A escolha desses fatores não é casual: são aqueles tomados pela OMS para combater as doenças não contagiosas no seu plano para reduzir sua incidência em 25% até 2025, o chamado objetivo 25×25. “Nossas descobertas sugerem que as estratégias e ações globais definidas no plano de saúde da OMS excluem de sua agenda um importante determinante da saúde”, criticam os pesquisadores, liderados por Silvia Stringhini, do Hospital Universitário de Lausanne. E acrescentam: “A adversidade socioeconômica deve ser incluída como fator de risco modificável nas estratégias de políticas de saúde locais e globais e no monitoramento do risco para a saúde”.
Da mesma maneira que se pode promover o abandono do hábito de fumar ou o esporte entre a população, o artigo defende que o fator socioeconômico também pode ser modificado em todos os níveis, com intervenções como a promoção do desenvolvimento na primeira infância, as políticas de redução da pobreza ou a melhoria no acesso à educação. Portanto, as estratégias de prevenção para as doenças crônicas estão equivocadas por não abordarem “poderosas soluções estruturais”.
Não é ideologia, mas ciência
“A força da evidência do efeito do nível social sobre a mortalidade, como exemplifica o estudo de Stringhini e seus colegas, agora é impossível de ignorar”, diz um comentário na The Lancet assinado por Martin Tobias, especialista do Ministério da Saúde da Nova Zelândia.
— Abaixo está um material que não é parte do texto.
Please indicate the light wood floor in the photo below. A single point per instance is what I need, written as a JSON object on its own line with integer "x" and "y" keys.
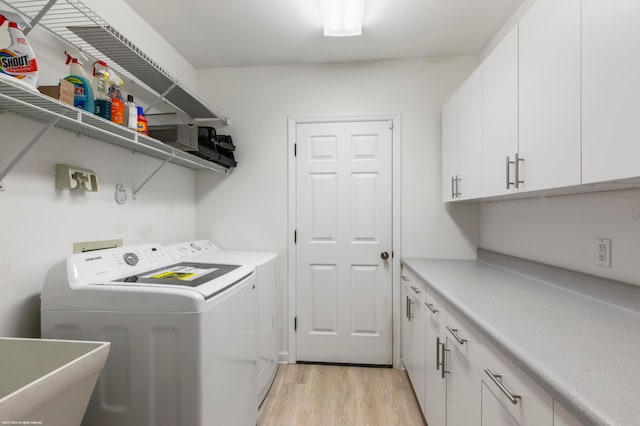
{"x": 310, "y": 395}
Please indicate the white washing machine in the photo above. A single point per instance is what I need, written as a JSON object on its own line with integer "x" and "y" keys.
{"x": 183, "y": 335}
{"x": 264, "y": 263}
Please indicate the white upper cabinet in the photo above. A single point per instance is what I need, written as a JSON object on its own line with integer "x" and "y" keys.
{"x": 500, "y": 115}
{"x": 470, "y": 137}
{"x": 462, "y": 141}
{"x": 450, "y": 148}
{"x": 610, "y": 89}
{"x": 549, "y": 95}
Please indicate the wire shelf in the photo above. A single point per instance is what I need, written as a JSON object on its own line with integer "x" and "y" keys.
{"x": 36, "y": 106}
{"x": 78, "y": 25}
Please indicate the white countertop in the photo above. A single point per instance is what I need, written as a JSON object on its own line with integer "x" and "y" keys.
{"x": 583, "y": 350}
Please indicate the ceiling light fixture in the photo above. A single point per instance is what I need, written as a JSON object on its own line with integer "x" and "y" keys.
{"x": 342, "y": 18}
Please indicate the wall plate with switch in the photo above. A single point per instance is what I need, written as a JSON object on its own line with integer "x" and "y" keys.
{"x": 72, "y": 177}
{"x": 603, "y": 252}
{"x": 121, "y": 194}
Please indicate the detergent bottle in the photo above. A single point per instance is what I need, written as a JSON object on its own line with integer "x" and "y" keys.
{"x": 82, "y": 90}
{"x": 101, "y": 89}
{"x": 16, "y": 56}
{"x": 118, "y": 98}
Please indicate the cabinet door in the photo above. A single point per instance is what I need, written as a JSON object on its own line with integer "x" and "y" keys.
{"x": 417, "y": 372}
{"x": 610, "y": 90}
{"x": 407, "y": 350}
{"x": 470, "y": 137}
{"x": 493, "y": 413}
{"x": 549, "y": 104}
{"x": 449, "y": 147}
{"x": 500, "y": 115}
{"x": 435, "y": 384}
{"x": 463, "y": 389}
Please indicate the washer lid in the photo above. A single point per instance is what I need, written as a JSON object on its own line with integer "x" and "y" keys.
{"x": 205, "y": 278}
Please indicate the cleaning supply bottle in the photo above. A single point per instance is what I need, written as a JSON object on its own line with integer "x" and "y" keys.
{"x": 132, "y": 119}
{"x": 82, "y": 90}
{"x": 101, "y": 89}
{"x": 118, "y": 98}
{"x": 143, "y": 126}
{"x": 17, "y": 59}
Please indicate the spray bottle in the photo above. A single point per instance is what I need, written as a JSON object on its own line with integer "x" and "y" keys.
{"x": 16, "y": 56}
{"x": 132, "y": 120}
{"x": 101, "y": 89}
{"x": 82, "y": 90}
{"x": 118, "y": 98}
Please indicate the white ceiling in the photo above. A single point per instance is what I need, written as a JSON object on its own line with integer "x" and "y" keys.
{"x": 225, "y": 33}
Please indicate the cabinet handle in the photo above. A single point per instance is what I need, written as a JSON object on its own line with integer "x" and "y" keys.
{"x": 453, "y": 193}
{"x": 431, "y": 308}
{"x": 495, "y": 378}
{"x": 444, "y": 359}
{"x": 507, "y": 174}
{"x": 454, "y": 333}
{"x": 517, "y": 165}
{"x": 406, "y": 306}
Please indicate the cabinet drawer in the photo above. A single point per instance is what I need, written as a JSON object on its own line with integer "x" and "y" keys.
{"x": 435, "y": 308}
{"x": 520, "y": 397}
{"x": 415, "y": 286}
{"x": 463, "y": 337}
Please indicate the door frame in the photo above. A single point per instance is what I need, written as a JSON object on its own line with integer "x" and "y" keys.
{"x": 290, "y": 357}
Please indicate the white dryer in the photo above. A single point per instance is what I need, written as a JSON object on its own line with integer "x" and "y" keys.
{"x": 265, "y": 267}
{"x": 183, "y": 335}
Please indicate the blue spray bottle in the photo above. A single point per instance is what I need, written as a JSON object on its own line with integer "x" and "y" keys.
{"x": 82, "y": 90}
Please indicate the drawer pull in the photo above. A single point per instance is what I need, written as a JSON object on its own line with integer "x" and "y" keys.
{"x": 409, "y": 313}
{"x": 431, "y": 308}
{"x": 454, "y": 333}
{"x": 444, "y": 360}
{"x": 495, "y": 378}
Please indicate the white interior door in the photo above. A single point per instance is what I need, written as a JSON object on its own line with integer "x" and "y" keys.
{"x": 344, "y": 225}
Ele acrescenta: “Eles baseiam seu argumento não na ideologia política, mas na ciência rigorosa”. De acordo com o epidemiologista, ter baixo nível socioeconômico “significa ser incapaz de determinar o próprio destino, privado de recursos materiais e com oportunidades limitadas, que determinam tanto o estilo de vida quanto as oportunidades de vida”.
O pesquisador espanhol Manuel Franco, que não participou do estudo, acredita que “é importante que os autores mostrem que o fator socioeconômico importa, e importa tanto quanto os apontados pela OMS”. “A evidência diz que a desigualdade mata. Estamos interessados na saúde do país, tanto na dos pobres quanto na dos ricos? Esse fator não é atacado porque não interessa”, diz Franco, epidemiologista da Universidade de Alcalá de Henares, especialista nos efeitos dos fatores sociais e ambientais sobre a saúde.
Franco explica como nos países ricos (o estudo foi centrado em dados do Reino Unido, França, Suíça, Portugal, Itália, Estados Unidos e Austrália) há diferenças “insuportáveis” na expectativa de vida dentro da mesma cidade, como Barcelona, Madri, Glasgow ou Baltimore. “E a diferença não para de crescer: a expectativa de vida dos pobres não cresce como a dos ricos”, denuncia. E conclui: “Fazemos pesquisas para melhorar alguma coisa. Sabemos que existem fatores estruturais que prejudicam a saúde, mas as autoridades não querem atacá-los, preferem falar apenas dos fatores individuais: pratique esporte, não fume”.